ValueSemantic protocol

anandabits · November 2, 2020, 4:56pm

I think it's crucial to observe at the outset of this discussion that this ValueSemantic protocol is a refinement of ActorSendable. The refinement introduces an additional semantic requirement internal serialization of mutation is not sufficient. Instead, copy-on-write must be used for all heap allocated data.

I have long maintained that there is a useful notion of "value" that is closely related to (but independent of) the notion of referentially transparent pure functions. As has already been pointed out, many "value" types include members that are not referentially transparent: Array.capacity, Date.init, UUID.init, Int.random(in:), etc. The relationship as I view it is that "value" types predominantly contain pure members. Impure members are the exception to the rule.
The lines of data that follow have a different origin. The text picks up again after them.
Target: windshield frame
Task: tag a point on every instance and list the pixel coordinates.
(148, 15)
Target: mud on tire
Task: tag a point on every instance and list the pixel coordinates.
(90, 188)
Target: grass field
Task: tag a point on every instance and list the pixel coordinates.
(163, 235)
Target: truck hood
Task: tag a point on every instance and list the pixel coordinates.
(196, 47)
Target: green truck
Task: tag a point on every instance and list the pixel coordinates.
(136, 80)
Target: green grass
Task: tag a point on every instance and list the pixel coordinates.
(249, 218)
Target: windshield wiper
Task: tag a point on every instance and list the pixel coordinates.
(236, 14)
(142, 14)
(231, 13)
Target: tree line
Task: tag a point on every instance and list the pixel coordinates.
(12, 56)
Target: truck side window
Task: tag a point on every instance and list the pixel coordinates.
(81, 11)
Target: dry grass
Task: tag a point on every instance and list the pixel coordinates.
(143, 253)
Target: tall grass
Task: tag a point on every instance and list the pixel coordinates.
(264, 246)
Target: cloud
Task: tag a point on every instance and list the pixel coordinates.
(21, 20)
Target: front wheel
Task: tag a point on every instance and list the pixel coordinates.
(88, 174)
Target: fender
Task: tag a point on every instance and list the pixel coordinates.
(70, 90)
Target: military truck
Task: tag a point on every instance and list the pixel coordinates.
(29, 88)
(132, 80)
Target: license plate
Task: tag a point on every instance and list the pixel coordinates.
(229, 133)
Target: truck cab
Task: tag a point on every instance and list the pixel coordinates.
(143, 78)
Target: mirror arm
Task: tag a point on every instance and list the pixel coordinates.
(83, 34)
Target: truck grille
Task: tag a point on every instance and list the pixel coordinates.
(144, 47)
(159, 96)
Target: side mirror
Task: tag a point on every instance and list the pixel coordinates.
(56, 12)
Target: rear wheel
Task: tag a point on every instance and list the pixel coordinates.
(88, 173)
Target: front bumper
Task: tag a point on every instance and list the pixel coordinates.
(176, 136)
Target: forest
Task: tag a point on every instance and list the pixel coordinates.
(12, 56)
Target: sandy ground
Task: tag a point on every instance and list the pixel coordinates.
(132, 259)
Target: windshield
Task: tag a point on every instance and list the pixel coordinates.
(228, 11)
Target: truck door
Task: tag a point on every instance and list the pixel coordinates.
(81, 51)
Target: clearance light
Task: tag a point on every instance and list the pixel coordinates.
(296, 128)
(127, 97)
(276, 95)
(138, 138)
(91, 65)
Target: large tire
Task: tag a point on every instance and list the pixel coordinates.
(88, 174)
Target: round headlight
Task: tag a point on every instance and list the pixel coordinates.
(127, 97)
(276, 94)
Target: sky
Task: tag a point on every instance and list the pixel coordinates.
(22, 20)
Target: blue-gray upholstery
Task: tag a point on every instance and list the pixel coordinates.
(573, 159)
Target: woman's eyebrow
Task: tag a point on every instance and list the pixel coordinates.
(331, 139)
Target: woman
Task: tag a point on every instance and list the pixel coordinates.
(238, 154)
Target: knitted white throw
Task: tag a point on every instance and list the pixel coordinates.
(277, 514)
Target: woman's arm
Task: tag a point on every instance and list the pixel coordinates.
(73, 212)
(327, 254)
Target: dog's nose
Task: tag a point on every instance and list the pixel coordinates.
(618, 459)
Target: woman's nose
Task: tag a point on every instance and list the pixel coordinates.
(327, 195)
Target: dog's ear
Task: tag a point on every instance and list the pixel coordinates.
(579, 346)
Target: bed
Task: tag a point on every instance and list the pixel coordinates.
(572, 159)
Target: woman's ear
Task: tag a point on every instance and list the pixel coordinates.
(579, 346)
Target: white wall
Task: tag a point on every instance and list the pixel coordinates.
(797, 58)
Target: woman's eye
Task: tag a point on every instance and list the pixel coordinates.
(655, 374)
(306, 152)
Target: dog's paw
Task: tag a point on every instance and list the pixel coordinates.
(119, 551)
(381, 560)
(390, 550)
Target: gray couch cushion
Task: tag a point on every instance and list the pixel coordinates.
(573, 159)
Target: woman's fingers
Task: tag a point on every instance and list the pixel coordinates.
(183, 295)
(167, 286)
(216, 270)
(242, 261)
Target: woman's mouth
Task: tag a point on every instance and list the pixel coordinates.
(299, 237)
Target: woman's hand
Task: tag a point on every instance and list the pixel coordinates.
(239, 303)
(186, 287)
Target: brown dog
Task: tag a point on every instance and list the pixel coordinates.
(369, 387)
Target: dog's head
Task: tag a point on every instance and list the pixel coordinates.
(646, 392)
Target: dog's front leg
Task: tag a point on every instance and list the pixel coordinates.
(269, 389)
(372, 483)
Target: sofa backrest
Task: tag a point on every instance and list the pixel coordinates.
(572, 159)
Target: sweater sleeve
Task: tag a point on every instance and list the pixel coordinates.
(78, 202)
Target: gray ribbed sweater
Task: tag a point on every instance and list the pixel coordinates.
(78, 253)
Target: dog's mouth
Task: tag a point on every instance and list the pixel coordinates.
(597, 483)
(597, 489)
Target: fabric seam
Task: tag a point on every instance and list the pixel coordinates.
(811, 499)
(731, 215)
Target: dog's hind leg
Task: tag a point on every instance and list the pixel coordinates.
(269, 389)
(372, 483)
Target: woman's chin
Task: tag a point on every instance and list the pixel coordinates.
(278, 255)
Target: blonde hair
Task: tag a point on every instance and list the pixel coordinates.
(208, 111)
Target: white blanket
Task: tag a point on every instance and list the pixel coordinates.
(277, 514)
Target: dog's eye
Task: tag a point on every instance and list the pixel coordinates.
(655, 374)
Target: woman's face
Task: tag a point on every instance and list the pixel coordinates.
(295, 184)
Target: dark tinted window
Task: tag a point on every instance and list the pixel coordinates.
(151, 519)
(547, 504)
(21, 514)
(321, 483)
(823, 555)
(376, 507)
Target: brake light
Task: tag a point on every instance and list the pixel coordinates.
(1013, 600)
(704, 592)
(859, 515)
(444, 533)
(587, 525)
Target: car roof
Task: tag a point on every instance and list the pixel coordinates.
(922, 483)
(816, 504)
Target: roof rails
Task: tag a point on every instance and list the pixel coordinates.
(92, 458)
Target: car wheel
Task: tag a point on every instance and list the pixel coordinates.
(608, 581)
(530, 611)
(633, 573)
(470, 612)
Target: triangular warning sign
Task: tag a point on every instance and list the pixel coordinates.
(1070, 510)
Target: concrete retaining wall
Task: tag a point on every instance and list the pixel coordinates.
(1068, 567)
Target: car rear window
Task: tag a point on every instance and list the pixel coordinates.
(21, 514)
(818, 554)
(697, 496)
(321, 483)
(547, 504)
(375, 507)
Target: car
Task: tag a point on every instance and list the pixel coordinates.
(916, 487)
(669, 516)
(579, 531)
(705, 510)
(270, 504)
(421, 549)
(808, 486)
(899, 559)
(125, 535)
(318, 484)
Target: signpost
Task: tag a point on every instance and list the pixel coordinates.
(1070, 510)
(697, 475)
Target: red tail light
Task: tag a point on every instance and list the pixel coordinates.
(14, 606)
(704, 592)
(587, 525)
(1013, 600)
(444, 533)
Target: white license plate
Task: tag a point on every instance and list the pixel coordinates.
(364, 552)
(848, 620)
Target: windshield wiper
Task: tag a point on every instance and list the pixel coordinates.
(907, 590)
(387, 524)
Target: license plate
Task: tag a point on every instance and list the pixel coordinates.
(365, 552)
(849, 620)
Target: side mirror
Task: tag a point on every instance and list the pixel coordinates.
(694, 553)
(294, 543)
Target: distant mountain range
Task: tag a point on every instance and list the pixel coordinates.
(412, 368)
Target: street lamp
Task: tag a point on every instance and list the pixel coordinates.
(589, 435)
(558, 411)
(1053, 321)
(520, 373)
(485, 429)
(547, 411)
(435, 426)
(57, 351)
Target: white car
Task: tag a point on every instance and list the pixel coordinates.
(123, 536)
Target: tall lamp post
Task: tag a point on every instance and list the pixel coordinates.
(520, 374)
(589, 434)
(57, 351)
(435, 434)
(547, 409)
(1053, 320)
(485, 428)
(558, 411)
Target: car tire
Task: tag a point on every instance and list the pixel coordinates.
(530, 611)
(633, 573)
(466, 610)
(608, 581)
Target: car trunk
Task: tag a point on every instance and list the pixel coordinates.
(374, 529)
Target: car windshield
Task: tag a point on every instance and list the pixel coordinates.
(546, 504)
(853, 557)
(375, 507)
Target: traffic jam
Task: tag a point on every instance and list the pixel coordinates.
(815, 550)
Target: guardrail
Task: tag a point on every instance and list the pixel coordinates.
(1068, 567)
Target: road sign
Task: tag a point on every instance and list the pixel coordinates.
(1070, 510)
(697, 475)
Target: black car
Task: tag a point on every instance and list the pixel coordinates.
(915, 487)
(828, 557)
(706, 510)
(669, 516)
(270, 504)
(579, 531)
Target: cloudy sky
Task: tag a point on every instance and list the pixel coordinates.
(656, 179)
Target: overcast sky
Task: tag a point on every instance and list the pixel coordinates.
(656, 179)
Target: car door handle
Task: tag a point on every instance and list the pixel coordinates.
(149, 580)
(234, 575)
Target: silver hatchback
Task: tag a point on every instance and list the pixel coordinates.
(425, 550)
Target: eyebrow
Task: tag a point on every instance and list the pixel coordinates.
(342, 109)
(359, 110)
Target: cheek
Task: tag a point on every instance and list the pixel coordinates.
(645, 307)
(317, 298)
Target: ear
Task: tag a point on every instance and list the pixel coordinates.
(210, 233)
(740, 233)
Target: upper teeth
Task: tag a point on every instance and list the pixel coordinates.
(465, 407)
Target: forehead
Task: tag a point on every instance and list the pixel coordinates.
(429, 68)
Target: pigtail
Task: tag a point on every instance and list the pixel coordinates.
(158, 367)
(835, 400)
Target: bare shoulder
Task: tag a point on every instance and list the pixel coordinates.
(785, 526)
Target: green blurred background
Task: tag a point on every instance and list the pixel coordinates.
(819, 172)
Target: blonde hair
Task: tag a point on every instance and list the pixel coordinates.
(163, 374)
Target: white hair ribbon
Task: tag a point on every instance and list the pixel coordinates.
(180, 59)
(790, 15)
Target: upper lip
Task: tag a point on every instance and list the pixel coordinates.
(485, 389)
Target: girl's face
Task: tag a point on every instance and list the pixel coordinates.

We must acknowledge and embrace this distinction between "value"-ness and purity if we are going to have any hope of providing clear semantics for this protocol. A correct conformance to a protocol can only depend on code that is under control of the author of the conformance. As has already been pointed out, anyone can add a trivial impure extension to any type. For this reason, purity of members cannot be considered a necessary condition of a valid conformance. Further, I argue that if the semantics of this protocol cannot depend on the definition of purity then it isn't necessary to provide a definition at this time (that can be defined separably in a future proposal to introduce support for pure functions).

Semantics of `ValueSemantic`

If the semantics of this protocol aren't (directly) about purity and referential transparency then what are they? To answer this question I'll begin by quoting @Chris_Lattner3's comments about ActorSendable:

At this point it is worth discussing why the requirement is named “unsafe”SendToActor. The reason is that manual implementations (which are rare, see below) could implement it incorrectly and break memory safety: for example, this would be unsafe (and very unwise!) to add to your codebase:
extension NSMutableString : ActorSendable {
  func unsafeSendToActor() -> Self { self }
}
This is why it is important to include the word “unsafe” in the method requirement. However, this power is also extremely useful -- it allows authors of powerful types to conform their types to this protocol, and thereby allow clients of their libraries to pass their types around safely. This is what allows the proposal to support immutable reference types, references to internally synchronized types that use lock free data structures, types that want to be deep copied, etc.

ActorSendable is about ensuring memory safety when references are moved across a serialization boundary. A type that includes stored properties of a non-ActorSendable type a manual conformance is necessary to ensure data races are not introduced. This manual conformance bears great responsibility to uphold the intended semantics of the protocol.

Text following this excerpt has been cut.